S. R. Kuindersma and B. S. Blais, “Teaching Bayesian Model Comparison With the Three-Sided Coin,” The American Statistician, vol. 61, no. 3, pp. 239–244, 2007.Abstract

This article introduces the problem of determining the probability that a rotating and bouncing cylinder (i.e., flipped coin) will land and come to rest on its edge. We present this problem and analysis as a practical, nontrivial example to introduce the reader to Bayesian model comparison. Several models are presented, each of which take into consideration different physical aspects of the problem and the relative effects on the edge landing probability. The Bayesian formulation of model comparison is then used to compare the models and their predictive agreement with data from hand-flipped cylinders of several sizes.
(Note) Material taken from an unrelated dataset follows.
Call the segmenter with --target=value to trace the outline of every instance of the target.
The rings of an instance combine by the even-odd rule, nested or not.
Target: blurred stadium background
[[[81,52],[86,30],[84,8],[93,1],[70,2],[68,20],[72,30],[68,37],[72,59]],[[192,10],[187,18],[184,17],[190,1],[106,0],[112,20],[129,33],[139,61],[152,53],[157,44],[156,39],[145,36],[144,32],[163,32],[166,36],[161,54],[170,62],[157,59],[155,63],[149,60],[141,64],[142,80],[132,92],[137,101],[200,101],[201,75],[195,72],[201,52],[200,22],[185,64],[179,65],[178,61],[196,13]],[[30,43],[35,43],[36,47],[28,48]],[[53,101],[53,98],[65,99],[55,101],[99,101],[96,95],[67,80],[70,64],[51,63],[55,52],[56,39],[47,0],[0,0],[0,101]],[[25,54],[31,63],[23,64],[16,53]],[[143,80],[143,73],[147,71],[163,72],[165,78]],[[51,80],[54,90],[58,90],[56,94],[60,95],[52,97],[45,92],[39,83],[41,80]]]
B. S. Blais and S. Kuindersma, “Synaptic Modification in Spiking-Rate Models: A Comparison between Learning in Spiking Neurons and Rate-Based Neuron Models,” in Proceedings of the Society for Neuroscience Meeting, Washington, DC, 2005.Abstract
Rate-based neuron models have been successful in understanding many aspects of development such as the development of orientation selectivity(Bienenstock et al., 1982; Oja, 1982; Linsker, 1986; Miller, 1992; Bell and Sejnowski, 1997), the particular dynamics of visual deprivation(Blais et al., 1999) and the development of direction selectivity(Wimbauer et al., 1997; Blais et al., 2000). These models do not address phenomena such as temporal coding, spike-timing dependant synaptic plasticity, or any short-time behavior of neurons. More detailed spiking models (Song, 2000; Shouval 2002; Yeung 2004) address these issues, and have had some success, but have failed to develop receptive fields in natural environments. These more detailed models are difficult to explore, given their large number of parameters and the run-time computational limitations. In addition, their results are often difficult to compare directly with the rate-based models. We propose a model, which we call a spiking-rate model, which can serve as a middle-ground between the over simplistic rate-based models, and the more detailed spiking models. The spiking-rate model is a spiking model where all of the underlying processes are continuous Poisson, the summation of inputs is entirely linear (although non-linearities can be added), and the generation of outputs is done by calculating a rate output and then generating an appropriate Poisson spike train. In this way, the limiting behavior is identical to a rate-based model, but the properties of spiking models can be incorporated more easily. We present the development of receptive fields with this model in various visual environments. We then present the necessary conditions for the receptive field development in the spiking-rate models, and make comparisons to detailed spiking models, in order to more clearly understand the necessary conditions for receptive field development.